Why does current in a steady state not flow in a capacitor connected across a battery? However momentary current does flow during charging or discharging of the capacitor. Explain.

#### Solution

In steady state condition, voltage across the capacitor nearly equals to the voltage of the charging source. Hence net voltage acting in the circuit is zero. Due to this there is no flow of charge (current) through the circuit and hence the capacitor.

Now we know for an uncharged capacitor the potential difference across the capacitor is zero. So when it is connected to a battery, the battery begins to charge it by withdrawing the free electrons from one plate connected with the positive terminal of the battery of the capacitance and deposit on the other plate of the capacitor. So, due to this flow of charge, there exist a momentary current while charging of the capacitor. Now when the capacitor is fully charged i.e. voltage across the capacitor nearly equals to the voltage of the charging source, the current in the circuit vanishes.
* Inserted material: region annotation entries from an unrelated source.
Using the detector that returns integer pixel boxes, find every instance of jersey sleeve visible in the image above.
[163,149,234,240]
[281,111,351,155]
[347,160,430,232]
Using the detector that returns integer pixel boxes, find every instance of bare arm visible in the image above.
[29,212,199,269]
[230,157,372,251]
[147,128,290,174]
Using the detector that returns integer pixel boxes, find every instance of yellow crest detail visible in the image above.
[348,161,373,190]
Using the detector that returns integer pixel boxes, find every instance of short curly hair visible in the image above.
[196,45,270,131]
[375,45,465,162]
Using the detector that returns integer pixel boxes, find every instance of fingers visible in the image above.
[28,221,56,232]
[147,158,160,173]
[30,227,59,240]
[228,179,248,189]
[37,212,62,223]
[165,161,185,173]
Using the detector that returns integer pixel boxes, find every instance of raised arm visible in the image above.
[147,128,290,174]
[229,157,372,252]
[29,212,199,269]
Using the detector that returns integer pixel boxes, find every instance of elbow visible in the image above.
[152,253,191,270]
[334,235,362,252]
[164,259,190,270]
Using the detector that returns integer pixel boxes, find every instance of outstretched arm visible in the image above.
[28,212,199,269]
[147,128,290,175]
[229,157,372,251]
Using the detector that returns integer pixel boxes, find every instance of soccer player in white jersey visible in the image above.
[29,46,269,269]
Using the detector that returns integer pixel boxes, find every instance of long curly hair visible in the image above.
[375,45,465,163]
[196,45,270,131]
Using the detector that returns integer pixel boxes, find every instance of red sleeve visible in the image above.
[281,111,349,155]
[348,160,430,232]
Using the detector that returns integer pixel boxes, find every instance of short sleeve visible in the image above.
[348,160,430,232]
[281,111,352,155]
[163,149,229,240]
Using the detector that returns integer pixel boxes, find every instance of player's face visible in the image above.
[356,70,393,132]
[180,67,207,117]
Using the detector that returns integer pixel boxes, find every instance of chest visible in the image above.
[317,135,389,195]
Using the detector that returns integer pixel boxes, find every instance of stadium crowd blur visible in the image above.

Now in case of discharging of a charged capacitor, the battery gets replaced by a wire of say resistance *R*. Hence the capacitor itself acts as a battery now and flow of charge exists in the circuit from negative plate to the positive plate of the battery. This leads to momentary current in the circuit. As soon as the all the positive charges on one plate gets neutralised by the negative charges on the other plate, the flow of charge stops and hence the current.